The most mainstream thing I picked up recently was Garth Ennis and Aaron Campbell's Shadow reboot. Any way I say this is going to come out wrong, but here goes: it's easy to forget what a great writer Garth Ennis is. I don't go in so much for his hyper-violent gross-out stuff, but when he buckles down to a more historical thriller style (as in Shadow, or his wonderful Enemy Ace with Chris Weston, or any of his war story books) he really is unbeatable. This is a classic pulp thriller tale (which also feels very modern at the same time), set in Asia just before the outbreak of the Second World War. Evil Germans, eviller Japanese, beautiful but conflicted women, and more twists than an epileptic boa. Really, what more do you want? I can't imagine anyone could have done a better job re-imagining this character than Ennis and Campbell.
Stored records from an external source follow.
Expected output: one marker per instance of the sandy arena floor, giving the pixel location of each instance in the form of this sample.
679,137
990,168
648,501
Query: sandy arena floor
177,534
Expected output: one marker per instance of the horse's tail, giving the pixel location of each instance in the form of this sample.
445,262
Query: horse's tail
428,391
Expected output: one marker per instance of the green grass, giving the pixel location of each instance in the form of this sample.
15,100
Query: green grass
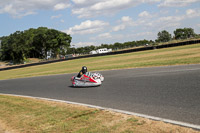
189,54
26,115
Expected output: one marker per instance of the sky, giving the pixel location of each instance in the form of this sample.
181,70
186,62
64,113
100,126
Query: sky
96,22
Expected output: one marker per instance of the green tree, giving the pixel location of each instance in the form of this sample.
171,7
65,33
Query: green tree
164,36
184,33
34,43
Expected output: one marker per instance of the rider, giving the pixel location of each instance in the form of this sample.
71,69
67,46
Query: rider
83,71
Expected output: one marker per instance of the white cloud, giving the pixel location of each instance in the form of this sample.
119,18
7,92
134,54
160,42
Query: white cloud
87,27
125,21
57,16
176,3
20,8
192,13
119,27
105,35
101,7
144,14
61,6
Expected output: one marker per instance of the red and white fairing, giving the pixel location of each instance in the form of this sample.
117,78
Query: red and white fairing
87,80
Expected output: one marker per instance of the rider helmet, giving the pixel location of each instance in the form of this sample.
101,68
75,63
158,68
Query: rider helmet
84,69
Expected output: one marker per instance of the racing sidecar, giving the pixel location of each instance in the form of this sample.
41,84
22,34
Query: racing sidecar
87,80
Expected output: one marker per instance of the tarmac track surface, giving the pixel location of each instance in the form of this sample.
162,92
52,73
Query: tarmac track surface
171,92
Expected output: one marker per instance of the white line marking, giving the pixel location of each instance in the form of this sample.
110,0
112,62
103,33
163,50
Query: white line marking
115,110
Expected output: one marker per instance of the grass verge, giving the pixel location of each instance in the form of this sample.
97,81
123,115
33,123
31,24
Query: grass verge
160,57
27,115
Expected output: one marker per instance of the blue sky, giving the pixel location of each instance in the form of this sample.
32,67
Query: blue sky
94,22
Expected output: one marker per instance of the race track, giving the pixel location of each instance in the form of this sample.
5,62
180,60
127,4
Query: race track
167,92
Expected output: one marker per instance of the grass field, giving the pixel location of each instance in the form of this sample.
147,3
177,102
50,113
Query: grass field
30,115
25,115
189,54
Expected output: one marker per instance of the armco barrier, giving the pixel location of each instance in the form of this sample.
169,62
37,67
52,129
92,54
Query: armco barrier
110,53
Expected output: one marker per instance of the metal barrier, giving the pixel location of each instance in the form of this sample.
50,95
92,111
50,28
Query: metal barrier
110,53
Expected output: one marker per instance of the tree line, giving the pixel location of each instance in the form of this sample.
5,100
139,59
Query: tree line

Well, let me put it this way: previously, I couldn't give a toss about the Shadow. Now I'm really interested in the character. Mission? Accomplished.
On the more haute-cartoonist side, I picket up JT Waldman's Megillat Esther which is basically the Biblical story of Esther told both in Hebrew and English.... charming, bawdy, twisty... and most importantly with some of the most gobsmackingly gorgeous layouts I've seen since Promethea... but all in black and white. Waldman truly has a quality of line to die for, and his black and white storytelling and integration of lettering is right up there with Dave Sim, but without all the hateful void creature nonsense. Pick this up, even if you hate the Bible/Torah/organised religion (though, trufact, this is the only part of the Bible where God is never mentioned, so you can just read it as a story of greed, idiocy, pride and a smart queen trying desperately to save her people), because it's just BEAUTIFUL and beautiful things need encouragement. And also this will inspire you to better/more interesting panel layouts.
Also at Baltimore Comicon I was talking to Matthew Dow Smith about how difficult it is to draw teenagers and how emphasis lines can make them look old, so how do you create emphasis on the face? Well, my reading on the way home during my bazillion-hour JetBlue delay was Carla Speed McNeil's Finder: Voice and ladies and gentlemen THAT is how you draw teenage girls. It's a great story, you don't need to know anything about Finder to pick it up... a wonderful riff on reality competitions, fitting in, and growing up/figuring out who you really are. Plus, dangerous, bitchy and fun. I could not put it down, and then I read aaaaall the footnotes. Which I never do (the comics world is divided into those who read all the prose stuff in Watchmen, and those who didn't. I am firmly in the No Owls camp. Hell, I didn't even read all the pirate stuff.)
Lastly on the comics side, Tezuka's Barbara, the most recent of Digital Manga's deluxe translations of Mr. Astro Boy/Father of Manga's lesser-known works. This is a really fucked up story. Like, REALLY fucked up I mean, not that the previous one (Swallowing the Earth) was sweetness and light, and it's still not as bent as his contemporary Hideshi Hino (NO NO THE MILLIPEDE DOES *NOT* GO THERE!) but yeah, this is a heck of a parable about the creative process and artistic madness. Pick it up if you're a bit gothy and "woes" about how haaaard it is to make art. And stay the hell away from my dog. Drunk Barbara is by far the most sympathetic character in it, the youngest Greek Muse and family dropout.
Prose, I have Macho Camacho's Beat by Luis Rafael Sánchez sitting by my bed. The chapters are short but so rich I only am able to consume one a week... it's so incredibly poetic in Gregory Rabassa's translation, I can only imagine how magical it must be in the original Spanish. If my Spanish were a little better than it is, I'd get it in the original but I fear I'd find it too hard thanks to basically all the words I've forgotten. I don't know if you should pick this up; do you get annoyed by things without much of a plot? If so, not for you. Do you own books of poetry you crack open at least once a month? Then yes, o yes.